Surveying Sustainability

In this age of proliferating CSR information, it seems a week doesn't go by without a new "green" survey. Whether the poll focuses on green technology or attitudes toward the environment, there is bound to be a survey on it. The year is only three weeks old and yet five surveys on business sustainability have been released.

One survey by the Allianz Global Investor released the following findings: 71% of investors classify environmental technology companies a "buy" while 49% intend to invest in a green company or fund over the next year and 17% have already done so.

An EcoPinion survey, sponsored by EcoAlign, was on customer perceptions of green technology. The findings were thus: 46% of interviewees have adopted some form of green tech, while those who haven't, seem to harbor negative attitudes about it. Similarly, a survey conducted by Insight Research Group in tandem with Home & Garden Television and the Natural Resources Defense Council, found that 84% of people polled believe they have a "moral obligation" to care for the environment. The same survey also revealed that there was some fear of being linked to extremist political or environmental stances as the chief obstacle to increased green activity.

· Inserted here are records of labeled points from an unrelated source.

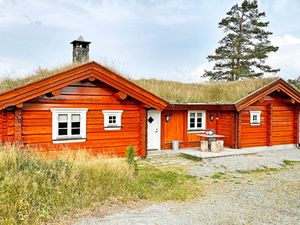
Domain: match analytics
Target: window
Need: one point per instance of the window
(68, 125)
(112, 119)
(255, 118)
(196, 120)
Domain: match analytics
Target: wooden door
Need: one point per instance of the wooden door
(211, 121)
(153, 129)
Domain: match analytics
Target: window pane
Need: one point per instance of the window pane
(62, 125)
(112, 119)
(62, 132)
(199, 122)
(75, 131)
(75, 118)
(75, 124)
(63, 118)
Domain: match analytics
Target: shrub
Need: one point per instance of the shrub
(130, 153)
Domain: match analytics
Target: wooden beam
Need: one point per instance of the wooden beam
(269, 124)
(145, 106)
(18, 126)
(289, 101)
(91, 79)
(20, 105)
(120, 95)
(54, 93)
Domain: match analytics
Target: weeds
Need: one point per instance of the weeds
(221, 92)
(191, 157)
(290, 163)
(34, 190)
(259, 170)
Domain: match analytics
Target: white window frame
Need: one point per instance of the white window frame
(203, 127)
(258, 121)
(68, 138)
(117, 114)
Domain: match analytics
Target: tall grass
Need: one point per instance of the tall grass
(34, 190)
(9, 83)
(222, 92)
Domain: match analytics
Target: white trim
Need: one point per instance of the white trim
(69, 141)
(197, 129)
(117, 114)
(255, 113)
(68, 138)
(196, 132)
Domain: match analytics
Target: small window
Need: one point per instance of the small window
(68, 125)
(112, 119)
(255, 118)
(196, 120)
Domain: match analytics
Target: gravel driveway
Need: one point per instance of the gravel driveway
(270, 159)
(256, 198)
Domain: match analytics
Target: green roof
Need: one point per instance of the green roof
(221, 92)
(171, 91)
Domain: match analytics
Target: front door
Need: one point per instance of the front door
(153, 129)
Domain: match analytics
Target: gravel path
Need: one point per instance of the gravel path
(271, 159)
(240, 199)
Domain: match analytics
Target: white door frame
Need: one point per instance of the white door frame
(159, 128)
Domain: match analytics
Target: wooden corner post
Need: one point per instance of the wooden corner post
(18, 126)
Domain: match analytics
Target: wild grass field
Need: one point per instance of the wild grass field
(34, 190)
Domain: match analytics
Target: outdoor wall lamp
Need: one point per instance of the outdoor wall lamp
(167, 117)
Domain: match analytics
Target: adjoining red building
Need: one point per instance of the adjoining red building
(92, 107)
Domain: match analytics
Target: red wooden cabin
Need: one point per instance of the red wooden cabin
(94, 108)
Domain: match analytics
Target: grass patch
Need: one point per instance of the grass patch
(219, 175)
(34, 190)
(290, 163)
(191, 157)
(222, 92)
(259, 170)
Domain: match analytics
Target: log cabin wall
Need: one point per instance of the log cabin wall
(37, 119)
(227, 127)
(279, 122)
(177, 128)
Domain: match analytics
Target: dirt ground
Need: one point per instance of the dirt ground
(268, 197)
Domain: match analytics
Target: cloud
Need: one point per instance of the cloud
(11, 67)
(288, 55)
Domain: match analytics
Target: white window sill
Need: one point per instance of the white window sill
(60, 141)
(112, 128)
(196, 131)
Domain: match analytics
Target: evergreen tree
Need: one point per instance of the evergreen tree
(243, 51)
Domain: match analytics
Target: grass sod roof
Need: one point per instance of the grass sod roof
(171, 91)
(221, 92)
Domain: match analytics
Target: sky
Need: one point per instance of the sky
(163, 39)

"Can market research be accused of greenwash?" asks GreenBiz.com founder Joel Makower in the wake of all these green surveys. Maybe not but logic dictates that actual consumer behavior may not be in synch with consumer perceptions. However, the rise in positive green surveys seem to be accompanied by a recent resurgence of watchdogging for corporate greenwashing as illustrated in the Greenwashing Index and the Six Sins of Greenwashing report, according to Makower.